Vincent coupa l’alimentation et sécurisa ses appareils. Il récupéra les données enregistrées et se tourna vers Nadine, une de ses assistantes :
– Nous avons fait chou-blanc. Je ne sais pas si nous arriverons un jour à en trouver la nature.
– Je suis persuadée que si ! Ah ! Monsieur Lebert a cherché à vous joindre.
– Je n’ai pas de temps à perdre.
– Il a dit que vous seriez intéressé par ses informations.

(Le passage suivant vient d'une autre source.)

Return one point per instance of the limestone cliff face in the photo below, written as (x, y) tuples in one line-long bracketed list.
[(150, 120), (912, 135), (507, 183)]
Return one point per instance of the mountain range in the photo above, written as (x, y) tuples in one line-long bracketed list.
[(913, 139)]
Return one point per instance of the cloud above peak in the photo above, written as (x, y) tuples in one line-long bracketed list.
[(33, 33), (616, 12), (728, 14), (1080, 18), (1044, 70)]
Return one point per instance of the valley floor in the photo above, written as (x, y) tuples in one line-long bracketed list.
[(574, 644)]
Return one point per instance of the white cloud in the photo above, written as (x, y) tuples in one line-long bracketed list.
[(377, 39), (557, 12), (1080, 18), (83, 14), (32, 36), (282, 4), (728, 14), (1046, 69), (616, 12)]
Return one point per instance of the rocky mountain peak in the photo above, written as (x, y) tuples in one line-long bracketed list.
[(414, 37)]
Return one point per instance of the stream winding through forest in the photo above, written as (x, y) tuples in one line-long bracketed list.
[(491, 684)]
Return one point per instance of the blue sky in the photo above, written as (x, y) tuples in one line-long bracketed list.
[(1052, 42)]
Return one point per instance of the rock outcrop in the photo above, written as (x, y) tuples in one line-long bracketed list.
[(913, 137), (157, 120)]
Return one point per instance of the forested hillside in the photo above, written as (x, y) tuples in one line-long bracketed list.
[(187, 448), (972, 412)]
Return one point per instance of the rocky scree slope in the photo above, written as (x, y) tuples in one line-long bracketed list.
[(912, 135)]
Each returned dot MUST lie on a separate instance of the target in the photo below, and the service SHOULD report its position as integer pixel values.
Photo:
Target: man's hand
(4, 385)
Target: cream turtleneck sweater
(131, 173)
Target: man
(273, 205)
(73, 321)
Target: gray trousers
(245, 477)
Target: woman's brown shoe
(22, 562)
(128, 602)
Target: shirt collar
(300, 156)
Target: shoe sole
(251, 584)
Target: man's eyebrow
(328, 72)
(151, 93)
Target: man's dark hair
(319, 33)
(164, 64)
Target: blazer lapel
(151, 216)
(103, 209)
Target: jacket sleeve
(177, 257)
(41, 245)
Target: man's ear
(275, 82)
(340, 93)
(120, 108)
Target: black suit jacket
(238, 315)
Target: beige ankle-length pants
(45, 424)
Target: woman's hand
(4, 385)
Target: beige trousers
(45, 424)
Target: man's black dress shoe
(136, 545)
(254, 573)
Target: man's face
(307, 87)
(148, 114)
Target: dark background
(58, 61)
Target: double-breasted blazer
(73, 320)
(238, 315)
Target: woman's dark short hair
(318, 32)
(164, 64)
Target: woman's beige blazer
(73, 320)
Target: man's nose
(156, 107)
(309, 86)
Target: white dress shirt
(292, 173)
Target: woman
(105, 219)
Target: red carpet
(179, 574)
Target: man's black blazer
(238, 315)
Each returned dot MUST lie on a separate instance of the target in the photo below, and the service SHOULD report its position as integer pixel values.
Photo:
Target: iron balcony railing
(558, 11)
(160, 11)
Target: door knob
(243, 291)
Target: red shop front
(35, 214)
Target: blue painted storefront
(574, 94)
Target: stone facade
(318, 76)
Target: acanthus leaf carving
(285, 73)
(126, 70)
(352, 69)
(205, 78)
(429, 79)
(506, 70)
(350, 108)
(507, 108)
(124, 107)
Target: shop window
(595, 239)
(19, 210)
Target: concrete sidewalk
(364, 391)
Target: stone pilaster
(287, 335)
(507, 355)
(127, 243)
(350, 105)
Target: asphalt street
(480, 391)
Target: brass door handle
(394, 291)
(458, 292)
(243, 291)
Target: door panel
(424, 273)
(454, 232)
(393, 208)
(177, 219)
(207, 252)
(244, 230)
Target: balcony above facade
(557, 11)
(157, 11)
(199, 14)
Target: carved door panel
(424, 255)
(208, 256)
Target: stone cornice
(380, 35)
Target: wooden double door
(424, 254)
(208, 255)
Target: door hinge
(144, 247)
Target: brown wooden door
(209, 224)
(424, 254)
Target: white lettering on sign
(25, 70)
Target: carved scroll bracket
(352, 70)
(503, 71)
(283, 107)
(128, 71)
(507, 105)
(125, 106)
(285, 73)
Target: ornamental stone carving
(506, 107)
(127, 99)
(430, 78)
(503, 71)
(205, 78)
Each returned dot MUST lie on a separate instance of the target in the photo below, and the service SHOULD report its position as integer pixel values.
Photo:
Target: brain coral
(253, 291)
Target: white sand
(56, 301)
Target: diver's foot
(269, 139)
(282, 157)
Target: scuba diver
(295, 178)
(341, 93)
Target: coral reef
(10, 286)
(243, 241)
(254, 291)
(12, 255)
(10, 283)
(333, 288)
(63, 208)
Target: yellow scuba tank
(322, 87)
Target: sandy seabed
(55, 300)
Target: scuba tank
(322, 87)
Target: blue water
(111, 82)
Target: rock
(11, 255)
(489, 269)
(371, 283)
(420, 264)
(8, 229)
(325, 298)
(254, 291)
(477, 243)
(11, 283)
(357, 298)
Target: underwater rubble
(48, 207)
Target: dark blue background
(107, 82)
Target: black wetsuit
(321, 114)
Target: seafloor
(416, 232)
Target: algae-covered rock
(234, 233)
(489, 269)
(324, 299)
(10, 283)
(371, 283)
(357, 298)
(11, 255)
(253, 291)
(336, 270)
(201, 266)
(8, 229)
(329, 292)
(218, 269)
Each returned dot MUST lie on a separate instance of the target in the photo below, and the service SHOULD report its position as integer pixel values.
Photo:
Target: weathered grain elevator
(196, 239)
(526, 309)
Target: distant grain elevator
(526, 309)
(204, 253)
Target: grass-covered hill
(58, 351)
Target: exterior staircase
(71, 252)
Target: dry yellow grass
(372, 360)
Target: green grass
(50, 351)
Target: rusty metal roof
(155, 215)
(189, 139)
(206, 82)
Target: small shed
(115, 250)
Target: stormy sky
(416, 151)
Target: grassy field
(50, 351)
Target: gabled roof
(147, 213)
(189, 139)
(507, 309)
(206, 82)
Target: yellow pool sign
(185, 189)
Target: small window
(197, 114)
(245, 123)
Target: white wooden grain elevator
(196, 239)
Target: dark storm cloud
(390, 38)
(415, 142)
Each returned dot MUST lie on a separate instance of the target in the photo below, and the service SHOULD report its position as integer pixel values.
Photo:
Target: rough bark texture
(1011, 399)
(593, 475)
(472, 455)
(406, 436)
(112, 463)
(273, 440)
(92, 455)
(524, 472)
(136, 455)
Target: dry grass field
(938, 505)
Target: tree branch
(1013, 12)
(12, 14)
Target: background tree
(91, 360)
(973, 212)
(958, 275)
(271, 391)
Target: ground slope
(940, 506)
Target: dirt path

– Merci, Nadine. Je verrai.
Vincent réunit quelques documents qu’il plaça dans une sacoche et se prépara à sortir. Il n’avait pas plutôt franchi le seuil de l’établissement qu’un homme entre deux âges se dressa devant lui :
– Docteur Fredrick Vincent ? Pardonnez cette irruption brutale. Je suis Pierre Lebert. J’ai cherché à vous joindre.
– Pour les rendez-vous, adressez-vous à mon secrétariat !
– Mais je l’ai fait. Ils m’ont assuré que vous vous accepteriez de me parler si votre expérience échouait. C’est le cas, n’est-ce pas ?
– Que voulez-vous ?
– Moi ? Je ne veux rien pour moi. C’est vous qui voulez quelque chose.
– Ce que je veux n’a rien à voir avec vous.
– Non ? Mais ce que je vais vous dire concerne votre recherche.
– Suivez-moi.
Vincent fit demi-tour et conduisit son hôte dans un petit bureau réservé aux visiteurs, près de la réception.
– Je vous écoute, fit Vincent.
– Le nuage que la Terre va traverser occultera pendant longtemps l’observation des astres. Il ne sera plus possible aux astrologues comme moi de travailler, ni aux astronomes non plus, d’ailleurs.
– Nous avons toutefois des tables qui déterminent la position des astres sur de longues périodes.
– Avec une incertitude de plus en plus grande ! Ce qui veut dire qu’à la sortie du nuage, il faudra tout recalculer.
– Nos successeurs s’y emploieront.
– Non, monsieur. Il ne se passera rien, car il n’y aura plus rien. La traversée du nuage veut dire la mort de la planète.
– Cessez de jouer les Cassandre !
– Je ne joue pas. J’ai étudié à travers les astres l’avenir de l’Humanité. Elle n’en a pas. Bien entendu, il y a aussi une incertitude liée à la précision des observations mais pour moi, c’est clair. L’espèce humaine est pratiquement condamnée.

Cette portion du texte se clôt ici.